By M.D. Kittle | Wisconsin Reporter
MADISON, Wis. – The Republican Party of Wisconsin has filed a complaint with the state’s campaign and elections agency against the AFL-CIO, alleging the labor union failed to disclose its activity in attempting to influence a state Assembly election.
The complaint, filed with the Government Accountability Board, charges that the AFL-CIO campaigned for Democratic candidate Elizabeth Coppola in her run for the 21st Assembly District special election last year. The special interest group, however, did not disclose its spending in the race, according to the state GOP.
In the race to fill the seated vacated by former state Rep. Mark Honadel, R-South Milwaukee, Coppola, a United Way fundraiser, was defeated by Jessie Rodriquez, an outreach coordinator for Hispanics for School Choice, in a race infused with more than $100,000 in special-interest money.
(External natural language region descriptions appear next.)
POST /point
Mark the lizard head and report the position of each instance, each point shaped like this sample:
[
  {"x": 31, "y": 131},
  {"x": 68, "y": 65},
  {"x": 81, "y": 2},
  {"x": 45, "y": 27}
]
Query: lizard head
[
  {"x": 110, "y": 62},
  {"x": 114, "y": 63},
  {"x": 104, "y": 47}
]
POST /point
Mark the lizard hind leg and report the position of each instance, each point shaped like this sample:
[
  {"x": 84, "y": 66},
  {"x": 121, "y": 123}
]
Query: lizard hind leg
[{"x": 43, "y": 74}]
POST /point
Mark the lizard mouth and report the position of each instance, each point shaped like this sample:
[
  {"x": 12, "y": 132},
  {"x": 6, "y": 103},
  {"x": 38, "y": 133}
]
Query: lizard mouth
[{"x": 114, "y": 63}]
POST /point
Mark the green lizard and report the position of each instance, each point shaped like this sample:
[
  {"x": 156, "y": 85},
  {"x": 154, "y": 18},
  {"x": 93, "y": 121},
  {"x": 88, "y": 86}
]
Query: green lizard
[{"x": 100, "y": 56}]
In its complaint, RPW says the labor union provided staff support to Coppola, hosted phone banks, and “used its resources to canvas neighborhood’s” on the candidate’s behalf, but did not report the activity. Upon recently learning of the attention drawn to its unreported activity, the AFL-CIO took down webpages linking its campaign efforts to Coppola, the GOP said in a statement.
A link filed in the complaint leads to a web page bearing the iconic blue fist of the AFL-CIO, featuring a photo of Coppola and urging district voters to cast their ballots in the Nov. 19, 2013, special election. The site also makes an urgent request.
“Your help is needed with phone banks and canvassing for the upcoming election in Wisconsin’s 21st Assembly District,” declares the webpage.
The state GOP cried foul.
“It appears that the AFL-CIO attempted to circumvent campaign finance laws in order to influence an election,” said Joe Fadness, executive director of the Republican Party of Wisconsin. “We’ve asked the GAB to review these allegations and hold accountable this group and any organization looking to conceal their activities and mislead voters.”
An AFL-CIO spokeswoman did not return phone calls from Wisconsin Reporter seeking comment.
GAB spokesman Reid Magney confirmed the board had “just received a hand-delivered copy of the complaint,” just before 11 a.m. Thursday.
“Beyond that we have no comment,” Magney said in an email to Wisconsin Reporter.
Rodriquez became the state Legislature’s second Latina legislator and the first GOP Latina lawmaker with her win.
Following the election, the Milwaukee Journal Sentinel noted that Rodriguez benefited from some $70,000 in outside money supporting her campaign or attacking her opponent.
“The American Federation for Children, a school voucher advocacy group, spent $45,647 promoting Rodriguez, and the pro-business Jobs First Coalition spent $24,000 opposing Coppola,” the paper reported. “The left-leaning Greater Wisconsin Fund spent $30,815 for Coppola’s campaign.”